SCBXの株価が前日比1%上昇した。バーチャルバンク子会社「BankX(แบงก์เอกซ์)」設立の発表を株式市場が好感しており、証券会社は「強気(Buy)」の投資判断を維持した。
新たに判明した増資計画が投資家の注目を集めた。BankXは2026年(タイ仏暦2569年)中に5,000億バーツ(約2兆円)規模の増資を予定している。設立時の払込資本は1万バーツという形式的な金額だったが、タイ中央銀行(BOT)のバーチャルバンクライセンス取得後に大幅な資本積み増しを行う計画だ。
SCBXはあわせて、以前から交渉していたベトナムのフィンテック企業Home Credit Vietnamの買収計画を正式に白紙撤回することも発表した。市場では買収断念を「好材料」として評価する声もある。Home Creditの買収は規模が大きく、資金調達コストや統合リスクが懸念されていた。BankXへのリソース集中は、シナジーが期待しやすい国内デジタル金融への戦略転換を示す。
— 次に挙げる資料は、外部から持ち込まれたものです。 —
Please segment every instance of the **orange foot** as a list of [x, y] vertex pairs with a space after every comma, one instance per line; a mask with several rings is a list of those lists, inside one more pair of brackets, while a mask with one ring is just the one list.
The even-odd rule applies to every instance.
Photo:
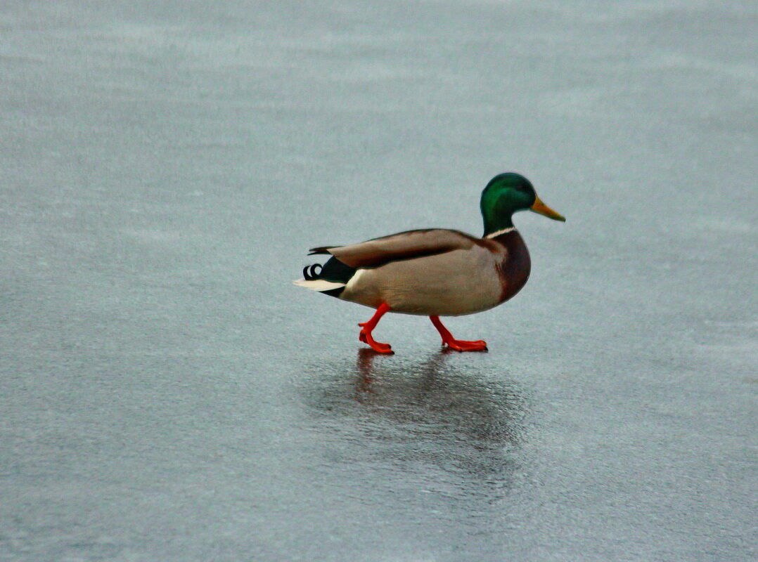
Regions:
[[371, 336], [371, 332], [376, 327], [377, 324], [379, 323], [379, 319], [381, 318], [386, 312], [390, 310], [390, 307], [386, 302], [383, 302], [377, 308], [377, 311], [374, 313], [371, 319], [368, 322], [362, 322], [359, 324], [362, 329], [361, 329], [360, 333], [358, 335], [358, 339], [363, 342], [363, 343], [367, 343], [371, 346], [373, 349], [377, 353], [386, 353], [391, 354], [394, 353], [392, 351], [392, 346], [387, 343], [382, 343], [381, 342], [377, 342]]
[[467, 342], [463, 339], [456, 339], [453, 337], [453, 334], [443, 326], [442, 323], [440, 321], [440, 317], [438, 316], [430, 316], [429, 320], [437, 328], [437, 331], [440, 333], [440, 336], [442, 336], [442, 343], [444, 345], [447, 345], [450, 349], [455, 349], [456, 351], [486, 351], [487, 342], [483, 339], [478, 339], [475, 342]]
タイのバーチャルバンクライセンスはBOTが2025年から審査を進めており、申請企業の中にはGrab、LINE、AISなど複数のテクノロジー・通信企業が含まれる。SCBXはKakaoBank(韓国)とWeBank(中国)との提携を武器に、最も技術力の高い申請者の一角として評価されている。
証券会社は今後の株価に追加上昇の余地があると指摘した。自社株買いや特別配当の可能性も材料の一つだ。タイの銀行株全体がバーチャルバンク解禁と金融デジタル化の流れを追い風に受けており、その先陣を切るSCBXへの期待感が根強い。